Segundo informações organizadas e disponibilizadas em site pelos economistas Thomas Torslov (Universidade de Copenhague), Ludvig Wier (Ministério das Finanças da Dinamarca) e Gabriel Zucman (Universidade da Califórnia em Berkeley), o Brasil sofre perdas de 17% no IRPJ e CSLL (tributação de renda corporativa no País) por conta do desvio de lucros das multinacionais. A prática consiste em realizar contabilmente o lucro numa jurisdição de baixo ou nenhum imposto, como os diversos paraísos fiscais disseminados pelo mundo.

continua após a publicidade

A Irlanda, por exemplo, nas contas de Torslov, Wier e Zucman, aumenta em 59% sua receita de imposto de renda de multinacionais, como ponta favorecida pelo desvio de lucros.

O economista Bráulio Borges, da consultoria LCA e do think-tank IBRE-FGV, nota que o Brasil arrecadou em média 3,5% do PIB de IRPJ-CSLL de 2019 a 2022. Uma parcela de 17% disso corresponderia a 0,6% do PIB de arrecadação perdida.

Mas Borges nota que a adoção do GMT não significa que o Brasil vai eliminar totalmente a elisão fiscal das multís por meio de ferramentas como o desvio de lucros.

continua após a publicidade

Cálculos recentes que o economista da LCA realizou apontam que o ganho do Brasil com adoção do imposto corporativo mínimo das multís poderia ser em torno de 0,2% do PIB, ou pouco mais que R$ 20 bilhões anuais.

Como Borges observa, "não é a solução para o ajuste fiscal, mas tampouco é uma contribuição que possa ser desprezada".

Em relação à questão global do planejamento tributário das multinacionais, o economista nota que a estimativa de desvio de lucros mundiais do último estudo da OCDE (mencionado na abertura desta coluna), de US$ 690 bilhões, é mais conservadora do que a de Wier e Zucman em recente paper (US$ 969 bilhões de desvio de lucros por multís em 2019).

continua após a publicidade

A OCDE também calcula que o GMT deve aumentar globalmente a arrecadação com imposto de renda de multís em US$ 155-192 bilhões por ano, o que corresponde a 6,5-8,1% da arrecadação global atual desse tributo.

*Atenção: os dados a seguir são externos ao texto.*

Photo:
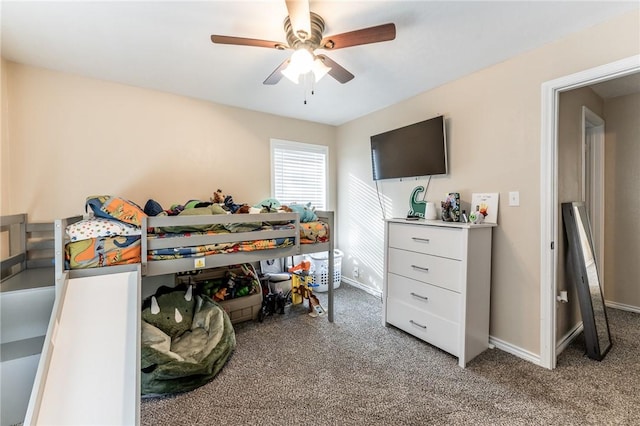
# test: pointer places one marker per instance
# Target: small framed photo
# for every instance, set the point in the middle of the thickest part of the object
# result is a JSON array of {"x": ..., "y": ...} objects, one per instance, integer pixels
[{"x": 487, "y": 204}]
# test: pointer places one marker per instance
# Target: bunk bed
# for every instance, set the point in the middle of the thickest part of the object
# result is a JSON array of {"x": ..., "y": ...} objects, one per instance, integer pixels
[
  {"x": 26, "y": 300},
  {"x": 57, "y": 394},
  {"x": 258, "y": 244}
]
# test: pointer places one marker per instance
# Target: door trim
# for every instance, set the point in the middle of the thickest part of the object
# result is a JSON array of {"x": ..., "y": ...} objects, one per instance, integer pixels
[
  {"x": 593, "y": 170},
  {"x": 549, "y": 190}
]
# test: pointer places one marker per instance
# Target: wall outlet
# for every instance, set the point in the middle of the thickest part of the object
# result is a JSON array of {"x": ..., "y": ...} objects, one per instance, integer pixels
[{"x": 514, "y": 198}]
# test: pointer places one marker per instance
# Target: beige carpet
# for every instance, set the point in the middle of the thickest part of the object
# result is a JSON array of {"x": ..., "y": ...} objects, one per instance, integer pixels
[{"x": 293, "y": 369}]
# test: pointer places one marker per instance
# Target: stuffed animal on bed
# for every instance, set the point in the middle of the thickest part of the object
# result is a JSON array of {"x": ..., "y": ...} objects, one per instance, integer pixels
[
  {"x": 218, "y": 197},
  {"x": 306, "y": 212},
  {"x": 270, "y": 204}
]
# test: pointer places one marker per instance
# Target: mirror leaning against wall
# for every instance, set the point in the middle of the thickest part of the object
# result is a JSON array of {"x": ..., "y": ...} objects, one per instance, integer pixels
[{"x": 583, "y": 271}]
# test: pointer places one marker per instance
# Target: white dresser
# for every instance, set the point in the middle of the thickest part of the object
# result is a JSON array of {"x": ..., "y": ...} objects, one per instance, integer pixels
[{"x": 437, "y": 283}]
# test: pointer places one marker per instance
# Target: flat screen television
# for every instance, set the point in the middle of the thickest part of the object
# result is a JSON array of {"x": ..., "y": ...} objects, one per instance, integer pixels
[{"x": 415, "y": 150}]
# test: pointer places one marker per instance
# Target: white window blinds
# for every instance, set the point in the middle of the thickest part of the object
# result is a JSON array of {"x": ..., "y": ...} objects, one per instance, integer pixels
[{"x": 299, "y": 173}]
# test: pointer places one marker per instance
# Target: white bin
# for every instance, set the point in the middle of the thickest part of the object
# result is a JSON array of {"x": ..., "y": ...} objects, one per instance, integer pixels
[{"x": 320, "y": 268}]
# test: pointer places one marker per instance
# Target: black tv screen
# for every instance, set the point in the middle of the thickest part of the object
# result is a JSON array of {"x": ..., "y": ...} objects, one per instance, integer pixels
[{"x": 419, "y": 149}]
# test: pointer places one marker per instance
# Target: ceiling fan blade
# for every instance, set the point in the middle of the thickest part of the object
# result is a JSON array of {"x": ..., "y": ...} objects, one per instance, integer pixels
[
  {"x": 336, "y": 71},
  {"x": 277, "y": 75},
  {"x": 369, "y": 35},
  {"x": 300, "y": 18},
  {"x": 248, "y": 42}
]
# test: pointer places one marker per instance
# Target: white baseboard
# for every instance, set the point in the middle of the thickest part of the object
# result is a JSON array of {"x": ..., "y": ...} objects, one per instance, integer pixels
[
  {"x": 514, "y": 350},
  {"x": 568, "y": 338},
  {"x": 622, "y": 306},
  {"x": 373, "y": 291}
]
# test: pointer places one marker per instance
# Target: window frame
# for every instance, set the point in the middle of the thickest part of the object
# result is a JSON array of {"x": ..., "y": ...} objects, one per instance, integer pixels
[{"x": 300, "y": 147}]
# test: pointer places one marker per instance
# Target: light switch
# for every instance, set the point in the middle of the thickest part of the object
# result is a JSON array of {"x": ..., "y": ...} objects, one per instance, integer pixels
[{"x": 514, "y": 198}]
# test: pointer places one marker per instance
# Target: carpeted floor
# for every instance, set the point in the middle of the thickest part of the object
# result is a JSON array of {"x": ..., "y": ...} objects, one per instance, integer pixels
[{"x": 293, "y": 369}]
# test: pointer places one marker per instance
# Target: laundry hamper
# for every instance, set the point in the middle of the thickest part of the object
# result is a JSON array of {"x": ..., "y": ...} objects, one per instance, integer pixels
[{"x": 320, "y": 268}]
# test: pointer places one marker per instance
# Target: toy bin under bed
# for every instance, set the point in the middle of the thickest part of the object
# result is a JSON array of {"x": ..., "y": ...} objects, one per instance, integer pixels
[
  {"x": 186, "y": 340},
  {"x": 236, "y": 288}
]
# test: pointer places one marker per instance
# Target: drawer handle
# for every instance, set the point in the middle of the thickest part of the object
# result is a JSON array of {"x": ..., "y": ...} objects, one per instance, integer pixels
[
  {"x": 420, "y": 268},
  {"x": 419, "y": 297},
  {"x": 420, "y": 240},
  {"x": 419, "y": 325}
]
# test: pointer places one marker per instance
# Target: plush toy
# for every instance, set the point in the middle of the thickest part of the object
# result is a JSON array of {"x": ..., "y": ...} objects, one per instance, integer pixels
[
  {"x": 271, "y": 204},
  {"x": 306, "y": 212},
  {"x": 186, "y": 339},
  {"x": 218, "y": 197},
  {"x": 230, "y": 205}
]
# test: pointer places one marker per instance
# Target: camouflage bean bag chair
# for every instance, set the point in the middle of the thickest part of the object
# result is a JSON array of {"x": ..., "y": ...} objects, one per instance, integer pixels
[{"x": 186, "y": 340}]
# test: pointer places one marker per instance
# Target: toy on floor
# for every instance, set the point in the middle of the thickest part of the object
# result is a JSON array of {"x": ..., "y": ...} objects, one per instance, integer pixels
[{"x": 301, "y": 283}]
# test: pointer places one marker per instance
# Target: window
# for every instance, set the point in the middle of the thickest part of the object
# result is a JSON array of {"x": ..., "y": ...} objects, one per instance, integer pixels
[{"x": 299, "y": 173}]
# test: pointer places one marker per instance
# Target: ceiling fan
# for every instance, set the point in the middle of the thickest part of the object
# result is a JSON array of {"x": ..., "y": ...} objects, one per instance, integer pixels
[{"x": 304, "y": 32}]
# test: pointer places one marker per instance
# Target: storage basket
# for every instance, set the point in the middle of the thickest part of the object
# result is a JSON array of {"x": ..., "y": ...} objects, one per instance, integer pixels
[
  {"x": 244, "y": 308},
  {"x": 320, "y": 268}
]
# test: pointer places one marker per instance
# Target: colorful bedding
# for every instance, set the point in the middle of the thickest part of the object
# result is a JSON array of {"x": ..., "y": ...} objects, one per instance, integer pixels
[
  {"x": 96, "y": 242},
  {"x": 103, "y": 251},
  {"x": 210, "y": 249}
]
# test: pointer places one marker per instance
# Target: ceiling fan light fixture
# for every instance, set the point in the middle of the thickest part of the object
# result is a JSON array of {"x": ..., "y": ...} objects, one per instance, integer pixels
[
  {"x": 301, "y": 62},
  {"x": 319, "y": 69}
]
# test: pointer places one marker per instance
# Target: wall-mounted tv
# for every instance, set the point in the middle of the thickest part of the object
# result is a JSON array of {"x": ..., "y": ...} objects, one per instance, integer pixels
[{"x": 419, "y": 149}]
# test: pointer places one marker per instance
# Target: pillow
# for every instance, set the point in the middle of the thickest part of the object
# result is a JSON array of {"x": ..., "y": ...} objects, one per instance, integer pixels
[
  {"x": 100, "y": 227},
  {"x": 116, "y": 208}
]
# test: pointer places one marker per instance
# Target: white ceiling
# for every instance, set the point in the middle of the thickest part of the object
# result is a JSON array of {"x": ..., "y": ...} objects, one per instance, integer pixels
[{"x": 165, "y": 45}]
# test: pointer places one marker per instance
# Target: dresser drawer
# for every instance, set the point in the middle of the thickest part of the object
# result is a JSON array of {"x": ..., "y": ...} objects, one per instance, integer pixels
[
  {"x": 438, "y": 241},
  {"x": 434, "y": 270},
  {"x": 431, "y": 299},
  {"x": 428, "y": 327}
]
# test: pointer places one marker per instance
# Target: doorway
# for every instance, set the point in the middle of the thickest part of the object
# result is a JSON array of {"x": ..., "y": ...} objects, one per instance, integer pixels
[
  {"x": 549, "y": 191},
  {"x": 593, "y": 178}
]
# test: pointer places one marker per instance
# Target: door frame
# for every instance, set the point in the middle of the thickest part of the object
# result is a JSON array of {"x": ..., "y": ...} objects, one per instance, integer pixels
[
  {"x": 593, "y": 178},
  {"x": 549, "y": 190}
]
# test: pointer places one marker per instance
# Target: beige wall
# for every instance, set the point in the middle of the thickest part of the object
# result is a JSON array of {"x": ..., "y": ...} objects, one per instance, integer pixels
[
  {"x": 494, "y": 146},
  {"x": 71, "y": 137},
  {"x": 5, "y": 208},
  {"x": 570, "y": 189},
  {"x": 622, "y": 186}
]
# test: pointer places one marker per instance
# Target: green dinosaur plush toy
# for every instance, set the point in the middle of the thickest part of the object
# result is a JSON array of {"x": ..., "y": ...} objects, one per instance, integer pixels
[
  {"x": 306, "y": 212},
  {"x": 186, "y": 340}
]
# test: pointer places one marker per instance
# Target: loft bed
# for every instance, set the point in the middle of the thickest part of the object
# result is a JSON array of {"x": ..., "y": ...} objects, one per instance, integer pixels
[
  {"x": 27, "y": 296},
  {"x": 65, "y": 393},
  {"x": 283, "y": 236}
]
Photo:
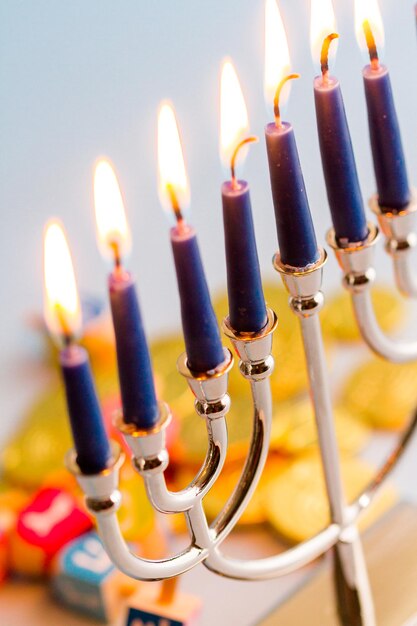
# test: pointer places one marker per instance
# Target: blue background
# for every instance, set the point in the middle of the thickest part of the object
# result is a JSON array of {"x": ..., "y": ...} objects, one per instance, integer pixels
[{"x": 81, "y": 79}]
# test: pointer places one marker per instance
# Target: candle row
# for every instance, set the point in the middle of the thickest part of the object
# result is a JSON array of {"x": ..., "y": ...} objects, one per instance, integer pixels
[{"x": 296, "y": 236}]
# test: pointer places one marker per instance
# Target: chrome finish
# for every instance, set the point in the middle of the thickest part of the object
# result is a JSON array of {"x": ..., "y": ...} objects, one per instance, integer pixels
[
  {"x": 400, "y": 231},
  {"x": 212, "y": 403},
  {"x": 351, "y": 574},
  {"x": 357, "y": 265},
  {"x": 209, "y": 386}
]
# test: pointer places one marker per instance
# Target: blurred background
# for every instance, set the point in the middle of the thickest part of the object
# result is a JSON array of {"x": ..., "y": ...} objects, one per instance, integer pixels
[{"x": 81, "y": 80}]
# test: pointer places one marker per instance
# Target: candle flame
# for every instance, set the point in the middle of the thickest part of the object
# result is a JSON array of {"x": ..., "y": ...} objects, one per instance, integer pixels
[
  {"x": 277, "y": 55},
  {"x": 322, "y": 24},
  {"x": 112, "y": 227},
  {"x": 62, "y": 308},
  {"x": 174, "y": 190},
  {"x": 368, "y": 11},
  {"x": 234, "y": 123}
]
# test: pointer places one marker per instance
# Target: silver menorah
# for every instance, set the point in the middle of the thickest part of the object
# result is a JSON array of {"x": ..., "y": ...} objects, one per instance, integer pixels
[{"x": 150, "y": 456}]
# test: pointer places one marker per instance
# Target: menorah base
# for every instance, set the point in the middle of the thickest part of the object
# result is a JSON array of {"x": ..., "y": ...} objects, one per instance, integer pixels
[{"x": 391, "y": 554}]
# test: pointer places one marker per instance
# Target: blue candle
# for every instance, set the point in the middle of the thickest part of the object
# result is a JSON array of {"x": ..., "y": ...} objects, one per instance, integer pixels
[
  {"x": 90, "y": 438},
  {"x": 137, "y": 387},
  {"x": 63, "y": 318},
  {"x": 339, "y": 167},
  {"x": 387, "y": 150},
  {"x": 295, "y": 230},
  {"x": 201, "y": 333},
  {"x": 247, "y": 311}
]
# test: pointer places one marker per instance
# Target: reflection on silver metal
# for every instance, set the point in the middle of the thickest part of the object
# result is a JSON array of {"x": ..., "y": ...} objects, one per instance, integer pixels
[
  {"x": 357, "y": 264},
  {"x": 400, "y": 231},
  {"x": 212, "y": 403}
]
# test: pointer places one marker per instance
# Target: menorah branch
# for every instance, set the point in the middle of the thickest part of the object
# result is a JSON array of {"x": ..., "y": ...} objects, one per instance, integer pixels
[
  {"x": 357, "y": 264},
  {"x": 400, "y": 232}
]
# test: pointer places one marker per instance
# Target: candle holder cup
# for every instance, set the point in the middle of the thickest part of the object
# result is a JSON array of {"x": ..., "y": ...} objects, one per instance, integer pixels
[{"x": 150, "y": 457}]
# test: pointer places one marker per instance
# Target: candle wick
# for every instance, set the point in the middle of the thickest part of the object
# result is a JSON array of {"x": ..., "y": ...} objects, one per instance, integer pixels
[
  {"x": 277, "y": 111},
  {"x": 244, "y": 142},
  {"x": 67, "y": 335},
  {"x": 371, "y": 43},
  {"x": 117, "y": 259},
  {"x": 176, "y": 208},
  {"x": 324, "y": 58}
]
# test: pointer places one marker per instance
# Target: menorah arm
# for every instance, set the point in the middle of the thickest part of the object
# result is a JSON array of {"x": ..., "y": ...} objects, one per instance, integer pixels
[
  {"x": 357, "y": 264},
  {"x": 167, "y": 501},
  {"x": 400, "y": 232},
  {"x": 277, "y": 565},
  {"x": 137, "y": 567},
  {"x": 103, "y": 500},
  {"x": 405, "y": 276}
]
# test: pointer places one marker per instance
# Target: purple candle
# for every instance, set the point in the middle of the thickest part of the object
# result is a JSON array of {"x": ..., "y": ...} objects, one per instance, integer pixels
[
  {"x": 296, "y": 236},
  {"x": 387, "y": 150},
  {"x": 339, "y": 167},
  {"x": 247, "y": 310},
  {"x": 63, "y": 318},
  {"x": 201, "y": 333},
  {"x": 89, "y": 434},
  {"x": 137, "y": 388}
]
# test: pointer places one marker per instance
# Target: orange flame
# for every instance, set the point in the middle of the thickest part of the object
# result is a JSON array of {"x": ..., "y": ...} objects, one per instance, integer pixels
[
  {"x": 369, "y": 11},
  {"x": 234, "y": 123},
  {"x": 112, "y": 227},
  {"x": 277, "y": 55},
  {"x": 173, "y": 182},
  {"x": 322, "y": 24},
  {"x": 62, "y": 308}
]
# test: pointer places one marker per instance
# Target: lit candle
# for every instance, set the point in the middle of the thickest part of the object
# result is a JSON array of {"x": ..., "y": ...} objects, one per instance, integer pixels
[
  {"x": 201, "y": 333},
  {"x": 387, "y": 150},
  {"x": 296, "y": 236},
  {"x": 63, "y": 318},
  {"x": 137, "y": 389},
  {"x": 339, "y": 167},
  {"x": 247, "y": 311}
]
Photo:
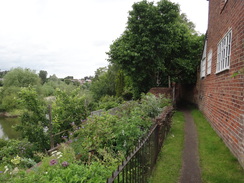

Esse resultado será alcançado com a queda de 2/3 da tributação de renda das multinacionais inferior a 15%, em termos globais.

Mas o relatório alerta que "a distribuição desses ganhos entre as jurisdições depende fortemente das escolhas de implementação dos governo". O Brasil parece estar atrasado nessa corrida.

Fernando Dantas é colunista do Broadcast e escreve às terças, quartas e sextas-feiras (fojdantas@gmail.com)

continua após a publicidade

Esta coluna foi publicada pelo Broadcast em 10/1/2024, quarta-feira.

A agenda global de combate ao planejamento tributário - a  prática das empresas de criar formas espertas, por vezes na zona cinzenta da legalidade, de reduzir sua carga de impostos - das multinacionais continua a todo o vapor.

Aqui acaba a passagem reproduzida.